Some teenagers have health problems, including chronic clinical conditions such as asthma or diabetes. In the key areas of sexual health, obesity, alcohol, volatile substance abuse and mental health, the health of adolescents is either worsening or static. This is in contrast to marked improvements in the health of younger children and older people over the last thirty years. Some young people get into bad habits such as binge-drinking or drugs. Young people are in fact the heaviest drinkers, and are more likely than all other age groups to binge-drink. As well as harming their physical health, this can lead to violence and accidents.
Evidence suggests that at least 10% of young people have a diagnosable mental disorder. Mental problems can interfere with young people's ability to learn, develop and maintain relationships and to deal with the difficulties they face.
(DfES, 2005, pp. 12–13)
As in the media stories cited earlier, this extract reflects overlapping concerns about different kinds of health problems: physical, mental and emotional. There is also a blurring of concern for young people's health and a concern about the impact of their health problems on society in general.

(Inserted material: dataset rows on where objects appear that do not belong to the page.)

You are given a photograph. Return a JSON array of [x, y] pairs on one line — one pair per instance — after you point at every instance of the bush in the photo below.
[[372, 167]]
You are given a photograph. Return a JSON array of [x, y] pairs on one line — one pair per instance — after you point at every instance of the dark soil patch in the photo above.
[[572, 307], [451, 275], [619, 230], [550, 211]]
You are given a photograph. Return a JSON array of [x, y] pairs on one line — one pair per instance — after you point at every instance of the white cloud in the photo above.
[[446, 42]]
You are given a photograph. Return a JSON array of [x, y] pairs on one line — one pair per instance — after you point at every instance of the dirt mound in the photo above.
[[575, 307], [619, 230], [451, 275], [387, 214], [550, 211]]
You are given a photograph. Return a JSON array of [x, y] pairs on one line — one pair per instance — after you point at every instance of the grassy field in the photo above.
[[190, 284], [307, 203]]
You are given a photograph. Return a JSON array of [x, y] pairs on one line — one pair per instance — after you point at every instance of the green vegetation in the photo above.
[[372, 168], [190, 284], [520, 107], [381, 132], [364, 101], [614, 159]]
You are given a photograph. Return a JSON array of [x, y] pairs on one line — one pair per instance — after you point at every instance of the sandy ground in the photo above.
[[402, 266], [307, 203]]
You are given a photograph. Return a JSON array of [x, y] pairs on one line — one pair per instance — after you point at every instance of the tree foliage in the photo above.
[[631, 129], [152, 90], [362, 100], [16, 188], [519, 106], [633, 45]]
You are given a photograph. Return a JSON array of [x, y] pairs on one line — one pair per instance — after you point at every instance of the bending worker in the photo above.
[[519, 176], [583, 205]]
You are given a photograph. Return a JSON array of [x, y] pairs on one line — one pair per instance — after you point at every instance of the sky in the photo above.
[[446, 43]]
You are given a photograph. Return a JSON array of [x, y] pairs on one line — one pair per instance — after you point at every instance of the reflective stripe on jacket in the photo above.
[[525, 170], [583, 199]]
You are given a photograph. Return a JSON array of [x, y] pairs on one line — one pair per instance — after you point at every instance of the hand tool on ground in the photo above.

How should we respond to these stories about the state of young people's health? What models of health and wellbeing do they assume, and what are their implications for policy and practice? Is it possible to offer an alternative way of thinking about young people's wellbeing, and what might be the implications of that model for work with young people? These are some of the questions that will be addressed in this course. Rather than offer a descriptive survey of the state of young people's health, or a detailed account of a range of health ‘problems’, the course will continue the critical analysis of current ways of constructing young people's wellbeing begun in this overview, and attempt to provide a critical framework for understanding and responding to young people's health needs.
Recent media coverage has painted a picture of a decline in young people's wellbeing and of increasing concern about their physical and mental health.
These images and stories influence young people's own perceptions and behaviour, and at the same time help to shape policy and practice.